Periferias concentram 87% das bibliotecas comunitárias
Mais de 65% dessas bibliotecas foram criadas por coletivos – grupos de pessoas do território e movimentos sociais
A pesquisa Bibliotecas Comunitárias no Brasil: Impacto na formação de leitores mostrou que 86,7% dessas bibliotecas estão localizadas em zonas periféricas de áreas urbanas em regiões de elevados índices de pobreza, violência e exclusão de serviços públicos. Do restante, 12,6 % delas estão em zonas rurais e apenas 7% em área ribeirinha.
“Descobrimos que essas bibliotecas estão, em sua maioria, em regiões periféricas. Mas uma grande característica é que essas bibliotecas estão onde o poder público não chega. Elas surgem por essa vontade da comunidade em ter esses espaços, que muitas vezes são os únicos espaços culturais nos territórios”, disse Luís Gustavo dos Santos, mediador de leitura e um dos pesquisadores.
O estudo foi coordenado pelos Grupo de Pesquisa Bibliotecas Públicas do Brasil, da Universidade Federal do Estado do Rio (Unirio), o Centro de Estudos de Educação e Linguagem da Universidade Federal de Pernambuco (UFPE) e o Centro de Cultura Luiz Freire (PE).
Outro dado revelado foi que 66,5% das bibliotecas foram criadas por coletivos – grupos de pessoas do território e movimentos sociais. A prática da leitura compartilhada também faz parte da identidade da maioria das bibliotecas pesquisadas.
A amostra para a pesquisa incluiu 143 bibliotecas, sendo 92 integrantes da Rede Nacional de Bibliotecas Comunitárias (RNBC) e as outras 51 sem vínculo com a rede, em 15 estados e o Distrito Federal. As bibliotecas comunitárias são aquelas criadas e mantida pela sociedade civil. Os pesquisadores destacam a luta das comunidades para conquistar e garantir seu direito nesses territórios marcados pela exclusão de políticas públicas de cultura e educação.
A pesquisa mostrou que as bibliotecas são acessíveis e estão envolvidas com suas comunidades, seus espaços são pensados para assegurar práticas de leitura compartilhada, têm acervos que priorizam o letramento literário, a gestão é compartilhada e que a população identifica a biblioteca e os mediadores de leitura como referências.

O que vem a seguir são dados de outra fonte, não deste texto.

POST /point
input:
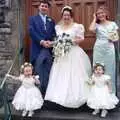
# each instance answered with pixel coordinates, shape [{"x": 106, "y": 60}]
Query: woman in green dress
[{"x": 104, "y": 51}]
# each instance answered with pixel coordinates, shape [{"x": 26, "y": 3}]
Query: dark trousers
[{"x": 42, "y": 68}]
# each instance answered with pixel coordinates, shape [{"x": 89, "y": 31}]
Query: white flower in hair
[
  {"x": 66, "y": 7},
  {"x": 100, "y": 63}
]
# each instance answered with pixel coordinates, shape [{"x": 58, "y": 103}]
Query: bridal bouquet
[
  {"x": 62, "y": 45},
  {"x": 113, "y": 35}
]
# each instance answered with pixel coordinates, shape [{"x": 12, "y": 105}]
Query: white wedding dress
[{"x": 68, "y": 76}]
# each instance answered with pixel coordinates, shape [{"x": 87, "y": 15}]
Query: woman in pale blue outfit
[{"x": 104, "y": 51}]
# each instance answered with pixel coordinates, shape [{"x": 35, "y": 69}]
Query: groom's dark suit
[{"x": 41, "y": 57}]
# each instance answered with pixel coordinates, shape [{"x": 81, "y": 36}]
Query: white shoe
[
  {"x": 96, "y": 111},
  {"x": 104, "y": 113},
  {"x": 24, "y": 113},
  {"x": 30, "y": 113}
]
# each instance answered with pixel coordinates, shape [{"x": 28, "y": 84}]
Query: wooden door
[{"x": 83, "y": 13}]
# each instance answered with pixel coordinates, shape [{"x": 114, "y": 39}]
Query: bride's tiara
[{"x": 66, "y": 7}]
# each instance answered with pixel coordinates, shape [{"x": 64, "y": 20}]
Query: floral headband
[
  {"x": 26, "y": 64},
  {"x": 66, "y": 7}
]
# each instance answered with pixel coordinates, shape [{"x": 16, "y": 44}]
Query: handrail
[{"x": 5, "y": 78}]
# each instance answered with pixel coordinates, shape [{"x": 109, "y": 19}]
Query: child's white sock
[
  {"x": 30, "y": 113},
  {"x": 24, "y": 113},
  {"x": 104, "y": 113}
]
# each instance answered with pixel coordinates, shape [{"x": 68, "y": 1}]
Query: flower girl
[
  {"x": 28, "y": 97},
  {"x": 101, "y": 96}
]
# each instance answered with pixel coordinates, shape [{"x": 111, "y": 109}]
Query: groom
[{"x": 42, "y": 32}]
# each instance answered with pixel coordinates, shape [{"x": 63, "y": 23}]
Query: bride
[{"x": 68, "y": 76}]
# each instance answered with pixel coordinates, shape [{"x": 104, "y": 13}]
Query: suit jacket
[{"x": 37, "y": 33}]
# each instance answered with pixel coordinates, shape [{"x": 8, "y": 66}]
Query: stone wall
[{"x": 9, "y": 41}]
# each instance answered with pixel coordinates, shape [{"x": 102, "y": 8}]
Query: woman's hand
[{"x": 93, "y": 23}]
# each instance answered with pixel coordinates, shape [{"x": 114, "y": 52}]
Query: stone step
[{"x": 56, "y": 112}]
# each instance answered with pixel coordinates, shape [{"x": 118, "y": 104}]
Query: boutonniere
[
  {"x": 113, "y": 35},
  {"x": 49, "y": 19}
]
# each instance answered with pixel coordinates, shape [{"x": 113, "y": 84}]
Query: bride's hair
[{"x": 67, "y": 8}]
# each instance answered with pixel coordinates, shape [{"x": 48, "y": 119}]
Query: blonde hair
[
  {"x": 26, "y": 64},
  {"x": 105, "y": 10}
]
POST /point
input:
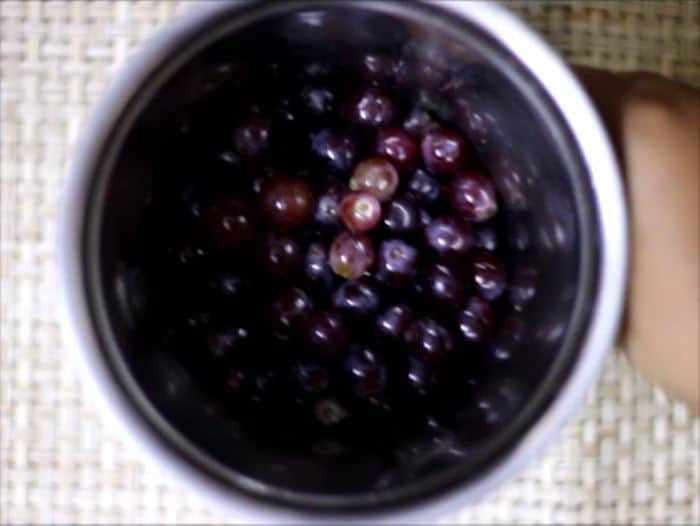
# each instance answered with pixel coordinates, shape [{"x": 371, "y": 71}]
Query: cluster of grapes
[{"x": 366, "y": 284}]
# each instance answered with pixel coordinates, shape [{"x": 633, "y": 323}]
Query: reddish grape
[
  {"x": 394, "y": 321},
  {"x": 376, "y": 176},
  {"x": 358, "y": 298},
  {"x": 230, "y": 223},
  {"x": 488, "y": 275},
  {"x": 476, "y": 320},
  {"x": 360, "y": 211},
  {"x": 428, "y": 339},
  {"x": 448, "y": 234},
  {"x": 279, "y": 255},
  {"x": 371, "y": 107},
  {"x": 397, "y": 146},
  {"x": 396, "y": 262},
  {"x": 441, "y": 283},
  {"x": 444, "y": 151},
  {"x": 366, "y": 373},
  {"x": 351, "y": 255},
  {"x": 325, "y": 332},
  {"x": 472, "y": 195},
  {"x": 289, "y": 307},
  {"x": 400, "y": 215},
  {"x": 285, "y": 202}
]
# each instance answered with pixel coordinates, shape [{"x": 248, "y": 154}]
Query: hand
[{"x": 655, "y": 126}]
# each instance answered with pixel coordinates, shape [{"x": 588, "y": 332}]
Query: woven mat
[{"x": 630, "y": 456}]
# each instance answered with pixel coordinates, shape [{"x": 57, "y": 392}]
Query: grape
[
  {"x": 444, "y": 151},
  {"x": 441, "y": 284},
  {"x": 488, "y": 275},
  {"x": 366, "y": 373},
  {"x": 398, "y": 147},
  {"x": 428, "y": 339},
  {"x": 326, "y": 333},
  {"x": 476, "y": 320},
  {"x": 396, "y": 262},
  {"x": 376, "y": 176},
  {"x": 289, "y": 308},
  {"x": 360, "y": 211},
  {"x": 358, "y": 298},
  {"x": 351, "y": 255},
  {"x": 279, "y": 255},
  {"x": 230, "y": 223},
  {"x": 371, "y": 107},
  {"x": 400, "y": 215},
  {"x": 285, "y": 202},
  {"x": 394, "y": 321},
  {"x": 472, "y": 195},
  {"x": 336, "y": 148},
  {"x": 447, "y": 234}
]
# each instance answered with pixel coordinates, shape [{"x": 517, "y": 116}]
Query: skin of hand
[{"x": 654, "y": 124}]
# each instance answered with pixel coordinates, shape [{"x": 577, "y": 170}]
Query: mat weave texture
[{"x": 629, "y": 456}]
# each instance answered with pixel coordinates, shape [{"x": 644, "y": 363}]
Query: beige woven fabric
[{"x": 630, "y": 456}]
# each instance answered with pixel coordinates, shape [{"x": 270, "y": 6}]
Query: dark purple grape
[
  {"x": 511, "y": 338},
  {"x": 229, "y": 288},
  {"x": 428, "y": 339},
  {"x": 285, "y": 202},
  {"x": 251, "y": 138},
  {"x": 393, "y": 322},
  {"x": 424, "y": 186},
  {"x": 441, "y": 284},
  {"x": 444, "y": 151},
  {"x": 419, "y": 378},
  {"x": 326, "y": 333},
  {"x": 398, "y": 147},
  {"x": 328, "y": 205},
  {"x": 377, "y": 68},
  {"x": 230, "y": 223},
  {"x": 336, "y": 148},
  {"x": 476, "y": 320},
  {"x": 279, "y": 255},
  {"x": 317, "y": 69},
  {"x": 488, "y": 275},
  {"x": 318, "y": 101},
  {"x": 288, "y": 310},
  {"x": 230, "y": 341},
  {"x": 351, "y": 255},
  {"x": 311, "y": 377},
  {"x": 235, "y": 383},
  {"x": 360, "y": 211},
  {"x": 188, "y": 254},
  {"x": 365, "y": 372},
  {"x": 400, "y": 215},
  {"x": 376, "y": 176},
  {"x": 371, "y": 107},
  {"x": 485, "y": 237},
  {"x": 472, "y": 195},
  {"x": 358, "y": 298},
  {"x": 424, "y": 218},
  {"x": 316, "y": 266},
  {"x": 396, "y": 262},
  {"x": 329, "y": 412},
  {"x": 448, "y": 234},
  {"x": 419, "y": 122},
  {"x": 523, "y": 285}
]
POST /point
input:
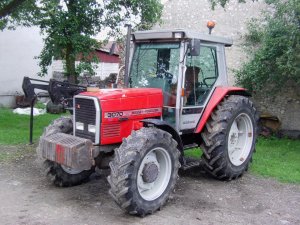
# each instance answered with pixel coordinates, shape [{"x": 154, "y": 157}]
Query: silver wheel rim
[
  {"x": 161, "y": 158},
  {"x": 70, "y": 170},
  {"x": 240, "y": 139}
]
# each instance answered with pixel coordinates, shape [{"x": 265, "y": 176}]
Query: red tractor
[{"x": 177, "y": 98}]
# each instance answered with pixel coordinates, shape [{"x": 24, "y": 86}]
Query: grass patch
[
  {"x": 14, "y": 128},
  {"x": 277, "y": 158}
]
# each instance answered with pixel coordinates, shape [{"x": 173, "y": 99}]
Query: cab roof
[{"x": 179, "y": 34}]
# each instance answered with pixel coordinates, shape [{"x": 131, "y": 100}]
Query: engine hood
[{"x": 112, "y": 100}]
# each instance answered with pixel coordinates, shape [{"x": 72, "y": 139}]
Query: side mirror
[
  {"x": 194, "y": 46},
  {"x": 112, "y": 49}
]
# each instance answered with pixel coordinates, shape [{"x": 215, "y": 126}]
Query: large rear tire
[
  {"x": 59, "y": 175},
  {"x": 144, "y": 171},
  {"x": 229, "y": 138}
]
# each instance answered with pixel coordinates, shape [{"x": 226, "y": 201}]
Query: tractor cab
[{"x": 186, "y": 65}]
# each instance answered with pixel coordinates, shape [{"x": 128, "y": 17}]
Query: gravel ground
[{"x": 28, "y": 198}]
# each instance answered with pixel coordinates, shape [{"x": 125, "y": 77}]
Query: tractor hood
[
  {"x": 105, "y": 94},
  {"x": 112, "y": 100}
]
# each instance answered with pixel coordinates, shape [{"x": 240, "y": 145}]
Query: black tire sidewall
[
  {"x": 163, "y": 196},
  {"x": 245, "y": 108}
]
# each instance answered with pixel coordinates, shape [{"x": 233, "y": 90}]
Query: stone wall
[{"x": 284, "y": 105}]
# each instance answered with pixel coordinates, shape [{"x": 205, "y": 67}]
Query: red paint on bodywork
[
  {"x": 114, "y": 129},
  {"x": 59, "y": 154},
  {"x": 216, "y": 98}
]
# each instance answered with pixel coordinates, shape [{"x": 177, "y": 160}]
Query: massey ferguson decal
[{"x": 129, "y": 113}]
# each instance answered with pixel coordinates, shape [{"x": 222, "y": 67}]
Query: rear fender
[{"x": 218, "y": 95}]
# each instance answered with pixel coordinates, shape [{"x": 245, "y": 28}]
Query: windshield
[{"x": 155, "y": 65}]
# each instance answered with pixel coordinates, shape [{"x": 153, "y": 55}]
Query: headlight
[
  {"x": 92, "y": 128},
  {"x": 79, "y": 126}
]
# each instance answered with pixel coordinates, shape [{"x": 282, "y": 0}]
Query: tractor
[{"x": 176, "y": 98}]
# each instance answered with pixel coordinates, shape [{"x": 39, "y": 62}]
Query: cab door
[{"x": 199, "y": 80}]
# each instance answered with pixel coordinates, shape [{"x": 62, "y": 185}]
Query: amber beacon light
[{"x": 210, "y": 24}]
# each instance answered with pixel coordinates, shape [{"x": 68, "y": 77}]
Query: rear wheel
[
  {"x": 144, "y": 171},
  {"x": 60, "y": 175},
  {"x": 229, "y": 138}
]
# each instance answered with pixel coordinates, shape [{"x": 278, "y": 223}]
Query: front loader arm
[{"x": 58, "y": 91}]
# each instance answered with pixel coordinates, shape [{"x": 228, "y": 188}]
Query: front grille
[
  {"x": 111, "y": 130},
  {"x": 85, "y": 112}
]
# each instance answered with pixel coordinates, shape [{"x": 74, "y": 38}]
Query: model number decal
[
  {"x": 131, "y": 113},
  {"x": 113, "y": 114}
]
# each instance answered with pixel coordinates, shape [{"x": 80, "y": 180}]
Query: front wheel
[
  {"x": 144, "y": 171},
  {"x": 229, "y": 138}
]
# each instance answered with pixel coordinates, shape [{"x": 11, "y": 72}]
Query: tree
[
  {"x": 273, "y": 44},
  {"x": 69, "y": 27}
]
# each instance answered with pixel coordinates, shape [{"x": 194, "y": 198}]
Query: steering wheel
[{"x": 208, "y": 78}]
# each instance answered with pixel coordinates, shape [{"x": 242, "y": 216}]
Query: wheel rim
[
  {"x": 152, "y": 185},
  {"x": 240, "y": 139},
  {"x": 70, "y": 170}
]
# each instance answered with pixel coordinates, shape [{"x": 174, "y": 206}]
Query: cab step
[{"x": 191, "y": 164}]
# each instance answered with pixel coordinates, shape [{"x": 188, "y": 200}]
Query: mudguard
[{"x": 217, "y": 96}]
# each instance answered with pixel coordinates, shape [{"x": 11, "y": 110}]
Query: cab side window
[{"x": 200, "y": 76}]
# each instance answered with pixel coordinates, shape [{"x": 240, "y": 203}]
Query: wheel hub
[
  {"x": 150, "y": 172},
  {"x": 234, "y": 138}
]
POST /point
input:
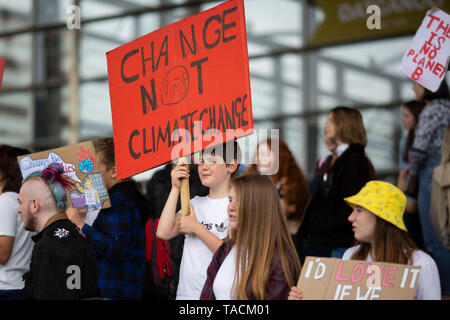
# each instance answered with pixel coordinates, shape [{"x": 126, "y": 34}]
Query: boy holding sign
[
  {"x": 207, "y": 225},
  {"x": 377, "y": 224}
]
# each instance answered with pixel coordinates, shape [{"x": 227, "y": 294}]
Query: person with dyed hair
[
  {"x": 15, "y": 242},
  {"x": 63, "y": 264}
]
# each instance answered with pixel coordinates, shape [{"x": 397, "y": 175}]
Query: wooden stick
[{"x": 185, "y": 196}]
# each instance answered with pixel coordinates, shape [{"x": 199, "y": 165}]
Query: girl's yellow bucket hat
[{"x": 382, "y": 199}]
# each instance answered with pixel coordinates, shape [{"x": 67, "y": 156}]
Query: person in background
[
  {"x": 258, "y": 260},
  {"x": 289, "y": 180},
  {"x": 324, "y": 163},
  {"x": 15, "y": 242},
  {"x": 63, "y": 264},
  {"x": 381, "y": 235},
  {"x": 410, "y": 115},
  {"x": 324, "y": 231},
  {"x": 118, "y": 233},
  {"x": 425, "y": 154}
]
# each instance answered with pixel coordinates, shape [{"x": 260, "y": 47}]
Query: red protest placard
[
  {"x": 427, "y": 57},
  {"x": 2, "y": 67},
  {"x": 180, "y": 89}
]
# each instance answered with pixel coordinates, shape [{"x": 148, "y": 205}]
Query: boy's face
[{"x": 213, "y": 171}]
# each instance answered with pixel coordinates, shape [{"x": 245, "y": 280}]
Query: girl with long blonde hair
[{"x": 259, "y": 254}]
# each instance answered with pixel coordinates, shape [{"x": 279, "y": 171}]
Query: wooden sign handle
[{"x": 185, "y": 196}]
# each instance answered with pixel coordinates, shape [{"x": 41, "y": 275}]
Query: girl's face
[
  {"x": 233, "y": 209},
  {"x": 419, "y": 91},
  {"x": 408, "y": 119},
  {"x": 363, "y": 224},
  {"x": 330, "y": 128},
  {"x": 265, "y": 160}
]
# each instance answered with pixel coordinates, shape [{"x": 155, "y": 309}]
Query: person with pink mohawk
[{"x": 63, "y": 264}]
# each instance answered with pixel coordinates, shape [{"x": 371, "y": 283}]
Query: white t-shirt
[
  {"x": 11, "y": 225},
  {"x": 212, "y": 213},
  {"x": 428, "y": 286}
]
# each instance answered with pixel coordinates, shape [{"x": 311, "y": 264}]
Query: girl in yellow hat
[{"x": 381, "y": 235}]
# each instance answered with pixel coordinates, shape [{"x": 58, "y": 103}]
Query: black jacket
[
  {"x": 325, "y": 222},
  {"x": 63, "y": 264}
]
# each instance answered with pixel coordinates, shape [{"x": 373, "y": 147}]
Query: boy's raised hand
[
  {"x": 179, "y": 172},
  {"x": 189, "y": 224}
]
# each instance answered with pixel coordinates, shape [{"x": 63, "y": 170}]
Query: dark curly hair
[{"x": 10, "y": 173}]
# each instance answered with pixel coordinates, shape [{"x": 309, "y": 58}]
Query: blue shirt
[{"x": 118, "y": 238}]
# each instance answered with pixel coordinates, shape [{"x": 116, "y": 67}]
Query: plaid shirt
[
  {"x": 277, "y": 287},
  {"x": 118, "y": 238}
]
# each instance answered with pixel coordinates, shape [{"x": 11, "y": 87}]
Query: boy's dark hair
[
  {"x": 9, "y": 167},
  {"x": 229, "y": 151},
  {"x": 105, "y": 151}
]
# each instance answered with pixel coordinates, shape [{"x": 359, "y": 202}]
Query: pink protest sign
[
  {"x": 427, "y": 58},
  {"x": 336, "y": 279}
]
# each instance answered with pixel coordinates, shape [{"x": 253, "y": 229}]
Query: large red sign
[{"x": 180, "y": 89}]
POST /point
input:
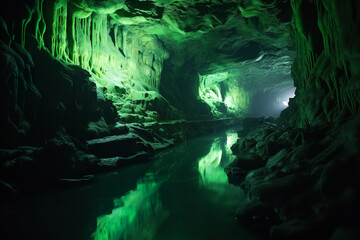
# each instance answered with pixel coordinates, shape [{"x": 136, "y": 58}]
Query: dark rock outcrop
[{"x": 310, "y": 182}]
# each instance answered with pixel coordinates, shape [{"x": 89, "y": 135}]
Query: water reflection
[
  {"x": 127, "y": 219},
  {"x": 186, "y": 187},
  {"x": 211, "y": 166}
]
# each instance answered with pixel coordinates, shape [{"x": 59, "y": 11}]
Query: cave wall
[
  {"x": 124, "y": 61},
  {"x": 326, "y": 70}
]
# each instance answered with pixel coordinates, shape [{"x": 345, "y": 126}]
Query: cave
[{"x": 180, "y": 119}]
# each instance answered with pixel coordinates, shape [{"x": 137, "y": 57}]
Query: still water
[{"x": 183, "y": 193}]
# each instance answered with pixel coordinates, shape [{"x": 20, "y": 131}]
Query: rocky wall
[{"x": 326, "y": 70}]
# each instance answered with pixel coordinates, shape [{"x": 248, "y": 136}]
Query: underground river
[{"x": 183, "y": 193}]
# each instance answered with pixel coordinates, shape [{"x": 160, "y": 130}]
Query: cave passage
[{"x": 182, "y": 194}]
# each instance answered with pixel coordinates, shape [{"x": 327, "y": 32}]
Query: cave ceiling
[{"x": 249, "y": 39}]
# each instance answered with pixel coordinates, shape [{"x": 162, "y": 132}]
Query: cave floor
[{"x": 182, "y": 194}]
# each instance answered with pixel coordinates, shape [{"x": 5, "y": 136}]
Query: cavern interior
[{"x": 180, "y": 119}]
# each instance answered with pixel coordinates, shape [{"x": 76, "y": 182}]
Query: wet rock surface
[{"x": 309, "y": 184}]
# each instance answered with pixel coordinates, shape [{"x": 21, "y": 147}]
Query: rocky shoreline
[{"x": 300, "y": 183}]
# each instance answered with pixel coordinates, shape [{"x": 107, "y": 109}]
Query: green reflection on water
[
  {"x": 126, "y": 221},
  {"x": 211, "y": 166}
]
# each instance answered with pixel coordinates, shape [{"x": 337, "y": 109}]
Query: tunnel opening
[{"x": 166, "y": 109}]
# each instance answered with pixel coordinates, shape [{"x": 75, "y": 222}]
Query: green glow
[
  {"x": 209, "y": 166},
  {"x": 136, "y": 214},
  {"x": 124, "y": 67},
  {"x": 236, "y": 99}
]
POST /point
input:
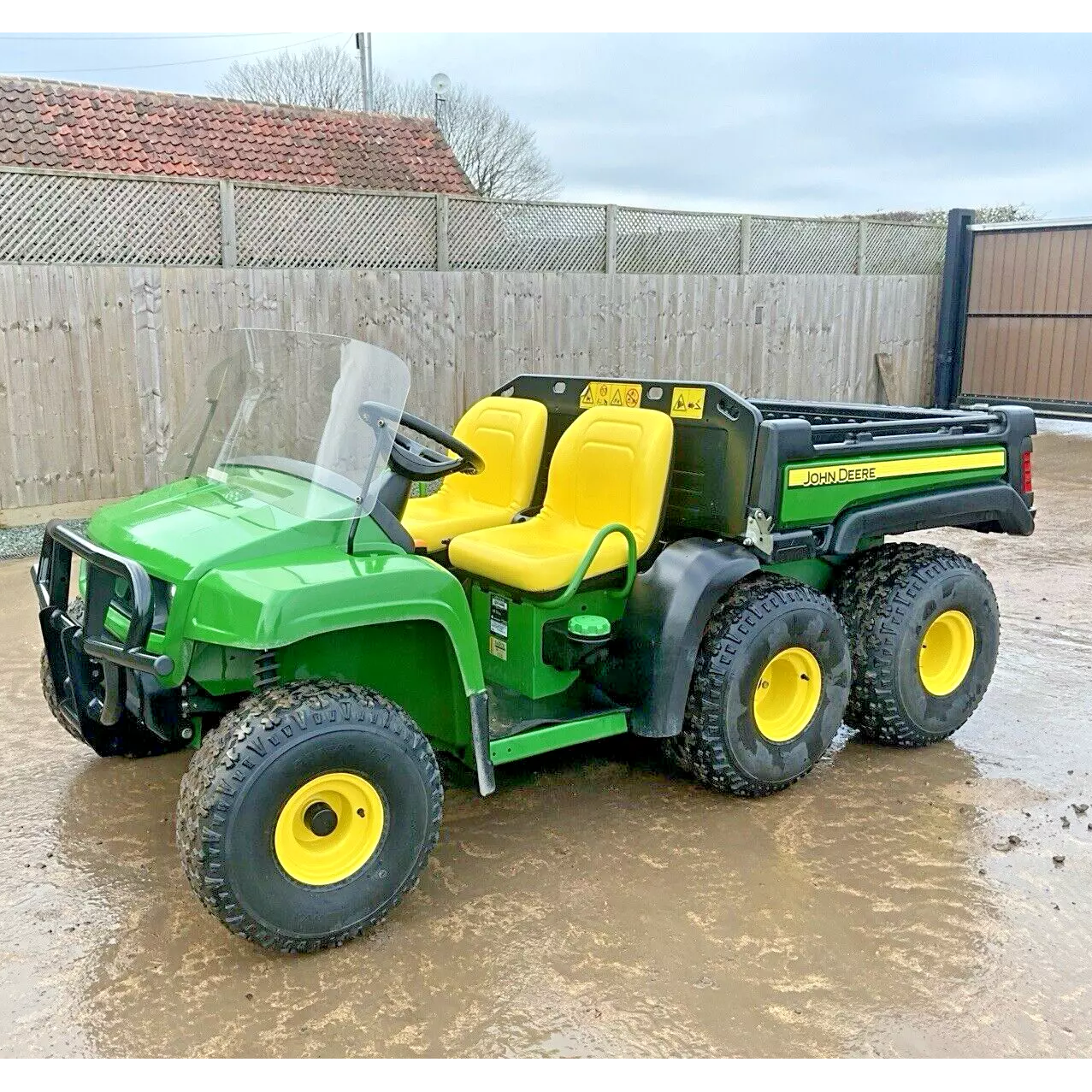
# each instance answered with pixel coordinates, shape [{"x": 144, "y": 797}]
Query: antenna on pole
[
  {"x": 440, "y": 84},
  {"x": 367, "y": 87}
]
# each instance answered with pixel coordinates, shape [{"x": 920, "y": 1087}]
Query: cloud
[{"x": 806, "y": 123}]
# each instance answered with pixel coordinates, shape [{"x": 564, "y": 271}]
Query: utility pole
[{"x": 367, "y": 95}]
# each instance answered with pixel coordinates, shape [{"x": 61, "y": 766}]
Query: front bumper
[{"x": 90, "y": 666}]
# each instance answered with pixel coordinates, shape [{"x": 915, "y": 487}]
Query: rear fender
[{"x": 659, "y": 634}]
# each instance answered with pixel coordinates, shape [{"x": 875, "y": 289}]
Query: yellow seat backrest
[
  {"x": 508, "y": 434},
  {"x": 611, "y": 466}
]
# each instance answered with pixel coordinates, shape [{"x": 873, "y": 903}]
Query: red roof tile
[{"x": 79, "y": 127}]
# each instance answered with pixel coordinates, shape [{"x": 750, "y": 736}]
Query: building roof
[{"x": 80, "y": 127}]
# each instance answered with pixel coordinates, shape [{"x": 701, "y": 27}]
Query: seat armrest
[{"x": 578, "y": 576}]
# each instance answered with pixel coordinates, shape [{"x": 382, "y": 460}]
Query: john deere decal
[{"x": 847, "y": 473}]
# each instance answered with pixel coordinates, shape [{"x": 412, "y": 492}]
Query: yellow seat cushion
[
  {"x": 610, "y": 466},
  {"x": 508, "y": 434}
]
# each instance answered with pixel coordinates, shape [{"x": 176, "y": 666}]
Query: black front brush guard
[{"x": 86, "y": 659}]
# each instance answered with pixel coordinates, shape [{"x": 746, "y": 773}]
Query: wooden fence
[{"x": 97, "y": 362}]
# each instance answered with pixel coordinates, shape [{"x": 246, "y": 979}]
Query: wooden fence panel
[{"x": 97, "y": 363}]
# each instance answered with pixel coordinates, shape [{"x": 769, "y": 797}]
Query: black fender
[{"x": 658, "y": 638}]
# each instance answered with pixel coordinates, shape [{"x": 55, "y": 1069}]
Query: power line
[
  {"x": 123, "y": 38},
  {"x": 204, "y": 60}
]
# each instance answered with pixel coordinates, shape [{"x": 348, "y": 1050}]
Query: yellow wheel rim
[
  {"x": 788, "y": 694},
  {"x": 329, "y": 829},
  {"x": 946, "y": 653}
]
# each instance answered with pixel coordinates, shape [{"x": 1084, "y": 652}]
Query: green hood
[{"x": 180, "y": 531}]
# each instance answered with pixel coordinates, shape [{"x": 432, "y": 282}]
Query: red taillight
[{"x": 1025, "y": 469}]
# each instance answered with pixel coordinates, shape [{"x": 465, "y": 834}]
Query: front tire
[
  {"x": 769, "y": 688},
  {"x": 308, "y": 814},
  {"x": 924, "y": 628}
]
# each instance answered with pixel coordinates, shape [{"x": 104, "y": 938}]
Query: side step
[{"x": 555, "y": 736}]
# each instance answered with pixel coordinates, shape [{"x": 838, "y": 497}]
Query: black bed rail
[{"x": 833, "y": 424}]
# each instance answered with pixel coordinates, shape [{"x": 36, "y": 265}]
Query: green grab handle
[{"x": 578, "y": 576}]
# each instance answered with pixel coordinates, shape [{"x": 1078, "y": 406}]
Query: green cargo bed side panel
[{"x": 818, "y": 492}]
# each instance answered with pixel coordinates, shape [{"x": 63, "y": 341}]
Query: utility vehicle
[{"x": 602, "y": 556}]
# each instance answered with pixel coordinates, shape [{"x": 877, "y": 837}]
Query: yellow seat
[
  {"x": 508, "y": 434},
  {"x": 610, "y": 466}
]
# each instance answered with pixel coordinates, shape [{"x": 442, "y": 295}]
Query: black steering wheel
[{"x": 413, "y": 460}]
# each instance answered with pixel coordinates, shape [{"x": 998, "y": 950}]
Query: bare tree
[
  {"x": 989, "y": 214},
  {"x": 499, "y": 153},
  {"x": 320, "y": 77}
]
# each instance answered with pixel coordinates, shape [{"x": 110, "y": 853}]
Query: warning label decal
[
  {"x": 688, "y": 402},
  {"x": 611, "y": 394}
]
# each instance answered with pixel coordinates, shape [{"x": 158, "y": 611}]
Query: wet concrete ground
[{"x": 599, "y": 903}]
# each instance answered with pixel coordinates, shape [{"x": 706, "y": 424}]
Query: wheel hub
[
  {"x": 329, "y": 829},
  {"x": 320, "y": 819},
  {"x": 788, "y": 694},
  {"x": 946, "y": 653}
]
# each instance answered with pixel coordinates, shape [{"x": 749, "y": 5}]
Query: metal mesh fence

“Uma característica da biblioteca comunitária é a gestão compartilhada, então, por mais que esse espaço surja por meio de alguma instituição, é um espaço que é gerido também pela comunidade. Não é apenas um usuário e sim uma pessoa que participa da gestão, da organização e das decisões que acontecem nessa biblioteca”, disse Santos.
Segundo ele, são poucas as pesquisas no país sobre a importância das bibliotecas comunitárias e, em maioria, são estudos muito específicos com recortes locais. “[A pesquisa] mostra o impacto na formação de leitores através dos relatos. Muitas pessoas entram na biblioteca apenas como leitores e saem como mediadores. Então, existe um grande impacto na formação dessas bibliotecas comunitárias.”
Apesar de essas bibliotecas conseguirem se manter por meio de doações e voluntariado, Santos disse que um dos objetivos é que haja investimento público para que esses espaços se desenvolvam melhor. “Como é um espaço, muitas vezes, o único espaço cultural e de acesso público nesses territórios, ela necessita sim de recursos públicos. [Precisa de recursos] para que as bibliotecas consigam se manter com qualidade, pagando seus mediadores, conseguindo custear o espaço, que muitas vezes é feito por meio de doação e de trabalho voluntário.”
O estudo concluiu também que os profissionais que atuam nas bibliotecas comunitárias cumprem diferentes funções, como gestores, bibliotecários, facilitadores e mediadores de leitura. Os pesquisadores consideraram relevante também que entre os mediadores de leitura, pessoas que apresentam os livros aos leitores, é alto o índice de escolarização: mais de 90,2% têm de ensino médio a pós-graduação.
Stefanie Felício da Silva, articuladora da biblioteca comunitária Ademir Santos, na zona lesta da capital paulista, diz que o espaço tem função que extrapola a leitura. “Só de a criançada chegar, entrar aqui e passar a tarde toda já acho muito importante porque, pela realidade que elas vivenciam aqui, esse é um espaço de acolhimento para elas. Elas estando aqui dentro, elas estão entrando em contato com outras culturas, outros conhecimentos e elas não estão tão vulneráveis como elas poderiam estar na rua”, disse.
“Não considero nem um trabalho, considero uma contribuição pela comunidade onde eu moro. Sempre tive esse desejo de fazer alguma coisa pelo lugar onde eu moro. Tento aproveitar ao máximo [este espaço] para conseguir alcançar o maior número de pessoas possível [com a leitura]”, acrescentou.